Segundo pesquisadores, Oitavolândia existiria até hoje caso tudo ali não fosse tratado exclusivamente pelo aspecto materialista das coisas. Assim, consta que foi o coração das pessoas que dizimou o fenomenal projeto igualitário –– e muito à frente do sonho bolchevista extrapolado. De fato, ninguém conseguiu amar os seus entes queridos com menos três oitavos do que sentiam, ou ter somente cinco oitavos de saudade dos que partiam.

Oitavolândia desapareceu para sempre numa noite de lua cheia! Mal o astro atingiu 8/8 do seu tamanho no céu, coincidiu que, sob as nuvens e sombras do romantismo, todos os casais apaixonados se beijaram ao mesmo tempo, porém sem regras de oitavos pra cá ou pra lá: beijos desregrados, voluptuosos, indomáveis, no ritmo frenético dos seus corações a palpitar.

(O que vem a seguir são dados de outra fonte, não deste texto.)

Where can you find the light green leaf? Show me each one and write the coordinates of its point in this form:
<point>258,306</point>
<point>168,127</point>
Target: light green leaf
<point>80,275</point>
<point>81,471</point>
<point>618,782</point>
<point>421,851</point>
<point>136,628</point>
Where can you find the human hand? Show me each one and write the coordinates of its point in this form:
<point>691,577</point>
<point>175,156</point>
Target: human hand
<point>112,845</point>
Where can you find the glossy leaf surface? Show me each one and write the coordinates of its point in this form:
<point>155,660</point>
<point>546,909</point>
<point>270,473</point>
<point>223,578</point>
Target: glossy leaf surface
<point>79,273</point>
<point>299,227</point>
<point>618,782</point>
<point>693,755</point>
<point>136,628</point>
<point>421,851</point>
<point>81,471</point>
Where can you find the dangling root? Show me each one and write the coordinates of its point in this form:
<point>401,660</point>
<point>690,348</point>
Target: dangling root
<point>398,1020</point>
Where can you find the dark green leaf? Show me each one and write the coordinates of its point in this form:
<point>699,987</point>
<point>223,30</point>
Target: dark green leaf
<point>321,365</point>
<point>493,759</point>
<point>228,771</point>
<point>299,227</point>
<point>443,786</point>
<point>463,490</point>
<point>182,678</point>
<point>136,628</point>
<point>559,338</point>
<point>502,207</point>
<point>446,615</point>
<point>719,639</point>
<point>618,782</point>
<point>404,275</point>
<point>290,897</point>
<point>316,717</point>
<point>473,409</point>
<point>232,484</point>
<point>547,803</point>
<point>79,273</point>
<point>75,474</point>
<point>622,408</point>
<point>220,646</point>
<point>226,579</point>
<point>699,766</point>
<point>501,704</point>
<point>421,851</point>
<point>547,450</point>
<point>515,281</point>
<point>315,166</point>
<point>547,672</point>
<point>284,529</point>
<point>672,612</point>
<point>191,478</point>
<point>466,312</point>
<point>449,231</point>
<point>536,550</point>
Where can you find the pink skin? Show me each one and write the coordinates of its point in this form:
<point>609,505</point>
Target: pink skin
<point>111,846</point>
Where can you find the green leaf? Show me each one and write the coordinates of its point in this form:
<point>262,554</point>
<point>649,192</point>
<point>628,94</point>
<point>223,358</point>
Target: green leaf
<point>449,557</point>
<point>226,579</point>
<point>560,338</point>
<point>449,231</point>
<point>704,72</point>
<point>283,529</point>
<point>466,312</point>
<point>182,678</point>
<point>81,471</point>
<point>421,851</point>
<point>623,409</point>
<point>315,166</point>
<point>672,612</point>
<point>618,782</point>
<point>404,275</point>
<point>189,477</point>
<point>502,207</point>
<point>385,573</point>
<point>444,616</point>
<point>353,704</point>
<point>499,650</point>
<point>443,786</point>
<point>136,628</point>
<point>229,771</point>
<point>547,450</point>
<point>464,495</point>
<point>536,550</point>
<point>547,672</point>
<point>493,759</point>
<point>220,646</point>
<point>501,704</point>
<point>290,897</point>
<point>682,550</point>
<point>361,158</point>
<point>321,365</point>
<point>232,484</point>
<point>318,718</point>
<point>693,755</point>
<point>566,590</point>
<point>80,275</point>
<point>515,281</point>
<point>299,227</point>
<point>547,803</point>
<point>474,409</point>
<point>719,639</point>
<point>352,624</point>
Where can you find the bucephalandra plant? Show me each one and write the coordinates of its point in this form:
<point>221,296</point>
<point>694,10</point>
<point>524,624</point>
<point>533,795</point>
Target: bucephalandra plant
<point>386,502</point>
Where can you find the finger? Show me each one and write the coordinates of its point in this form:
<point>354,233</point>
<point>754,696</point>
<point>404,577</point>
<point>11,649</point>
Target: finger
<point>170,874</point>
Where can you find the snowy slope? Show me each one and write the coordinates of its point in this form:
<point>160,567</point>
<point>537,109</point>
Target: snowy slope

Oito minutos depois, aconteceu algo pra lá de extraordinário: gigantesca explosão provocada pelo amor desenfreado em cadeia transformou Oitavolândia num meteoro em forma de coração que está a circular, desde então, por cinco oitavos da Via Láctea.



Extraído do livro: HISTÓRIAS TIPO ASSIM: “WHATS-au-au-au-APP”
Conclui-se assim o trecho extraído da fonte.